As the U.S. market becomes increasingly saturated with computers, Dell is looking eastward for new markets in which to sell its wares.
The Texas PC maker said Thursday it plans to increase its presence in China and India, the Associated Press reports.
"This year, we plan to introduce 50 percent more notebook platforms than we introduced last year, including exciting new products aimed exactly at Chinese customer needs," CEO Michael Dell said at a news conference in Beijing. He added that machines meant for needs of Indian customers would also be part of the plan.
Dell is the second-biggest PC maker worldwide, but in China lags behind Lenovo, Hewlett-Packard, and Asus. Dell raised its profile in the country last fall when it agreed to sell its computers through local retail giant Gome.

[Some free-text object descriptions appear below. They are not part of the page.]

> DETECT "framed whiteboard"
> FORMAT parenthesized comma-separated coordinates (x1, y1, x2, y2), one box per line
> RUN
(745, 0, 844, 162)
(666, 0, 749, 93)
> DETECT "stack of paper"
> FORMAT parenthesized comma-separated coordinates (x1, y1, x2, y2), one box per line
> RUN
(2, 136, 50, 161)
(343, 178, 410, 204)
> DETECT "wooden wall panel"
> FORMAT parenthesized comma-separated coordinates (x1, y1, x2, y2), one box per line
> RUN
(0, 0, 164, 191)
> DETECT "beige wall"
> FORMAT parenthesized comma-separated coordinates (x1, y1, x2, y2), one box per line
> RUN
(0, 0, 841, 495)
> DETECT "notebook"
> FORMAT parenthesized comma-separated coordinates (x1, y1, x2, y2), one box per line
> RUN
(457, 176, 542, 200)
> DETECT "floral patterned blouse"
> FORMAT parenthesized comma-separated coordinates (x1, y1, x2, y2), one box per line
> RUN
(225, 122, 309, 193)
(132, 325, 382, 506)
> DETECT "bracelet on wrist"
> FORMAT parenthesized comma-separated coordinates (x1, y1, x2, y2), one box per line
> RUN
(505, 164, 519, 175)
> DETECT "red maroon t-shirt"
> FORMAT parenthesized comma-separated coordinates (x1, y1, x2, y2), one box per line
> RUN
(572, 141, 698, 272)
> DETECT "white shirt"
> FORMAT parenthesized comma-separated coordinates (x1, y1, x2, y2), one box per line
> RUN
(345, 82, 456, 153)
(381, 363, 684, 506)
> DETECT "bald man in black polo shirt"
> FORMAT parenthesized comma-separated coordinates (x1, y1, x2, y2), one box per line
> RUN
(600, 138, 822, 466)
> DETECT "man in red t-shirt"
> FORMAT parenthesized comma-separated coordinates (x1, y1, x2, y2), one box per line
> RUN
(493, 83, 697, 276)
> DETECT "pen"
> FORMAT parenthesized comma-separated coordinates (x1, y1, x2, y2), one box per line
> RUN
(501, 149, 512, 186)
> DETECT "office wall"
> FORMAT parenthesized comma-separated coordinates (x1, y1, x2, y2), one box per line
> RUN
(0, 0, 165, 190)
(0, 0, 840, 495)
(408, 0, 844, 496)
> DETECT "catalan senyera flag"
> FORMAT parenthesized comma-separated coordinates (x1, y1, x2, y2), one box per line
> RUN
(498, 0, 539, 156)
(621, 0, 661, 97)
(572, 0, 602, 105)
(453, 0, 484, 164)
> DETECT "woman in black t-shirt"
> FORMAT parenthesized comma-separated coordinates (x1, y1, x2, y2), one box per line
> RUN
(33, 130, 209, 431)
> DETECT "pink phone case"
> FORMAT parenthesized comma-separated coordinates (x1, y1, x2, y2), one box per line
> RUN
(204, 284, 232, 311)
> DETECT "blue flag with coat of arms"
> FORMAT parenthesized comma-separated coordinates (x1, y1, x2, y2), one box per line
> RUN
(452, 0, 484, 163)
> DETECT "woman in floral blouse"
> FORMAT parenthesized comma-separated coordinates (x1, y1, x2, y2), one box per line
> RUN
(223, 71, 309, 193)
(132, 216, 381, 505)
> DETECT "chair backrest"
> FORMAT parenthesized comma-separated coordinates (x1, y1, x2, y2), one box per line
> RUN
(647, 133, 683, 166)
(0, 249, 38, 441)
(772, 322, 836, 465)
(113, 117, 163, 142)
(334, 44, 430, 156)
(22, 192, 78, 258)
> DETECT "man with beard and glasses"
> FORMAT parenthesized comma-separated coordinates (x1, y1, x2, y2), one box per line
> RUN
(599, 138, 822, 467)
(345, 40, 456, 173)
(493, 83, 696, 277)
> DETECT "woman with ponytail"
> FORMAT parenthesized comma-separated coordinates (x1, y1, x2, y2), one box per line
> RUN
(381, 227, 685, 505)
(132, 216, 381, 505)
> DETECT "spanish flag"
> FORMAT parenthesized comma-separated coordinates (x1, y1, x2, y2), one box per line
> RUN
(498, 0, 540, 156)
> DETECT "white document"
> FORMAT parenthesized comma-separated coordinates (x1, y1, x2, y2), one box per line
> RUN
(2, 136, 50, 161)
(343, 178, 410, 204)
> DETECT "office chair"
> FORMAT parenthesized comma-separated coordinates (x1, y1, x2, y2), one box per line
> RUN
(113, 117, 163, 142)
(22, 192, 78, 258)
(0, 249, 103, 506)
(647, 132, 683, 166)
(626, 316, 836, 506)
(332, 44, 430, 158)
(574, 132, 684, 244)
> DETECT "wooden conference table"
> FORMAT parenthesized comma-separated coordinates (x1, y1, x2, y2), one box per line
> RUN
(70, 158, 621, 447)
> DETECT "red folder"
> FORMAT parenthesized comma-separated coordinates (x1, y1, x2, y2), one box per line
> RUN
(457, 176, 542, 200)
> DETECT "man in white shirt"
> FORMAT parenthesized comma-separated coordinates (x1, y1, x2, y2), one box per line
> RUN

On Thursday the company said it will be expanding to 1,200 cities in China by the end of 2008, a giant leap from the 45 cities in 2007.
As concerns over a weakening U.S. economy grow, some economists anticipate consumers here will be spending less. But PC makers already know that the U.S. is not the place to expect giant profits--much of the growth in the PC business these days is coming in emerging markets, where many consumers are making their first computer purchase.
"When we look at the potential for expansion, we do see enormous opportunity ahead," Michael Dell said. "As far as the U.S. goes, I think the U.S. will be OK, but not the fastest-growing. We expect more growth in Asia."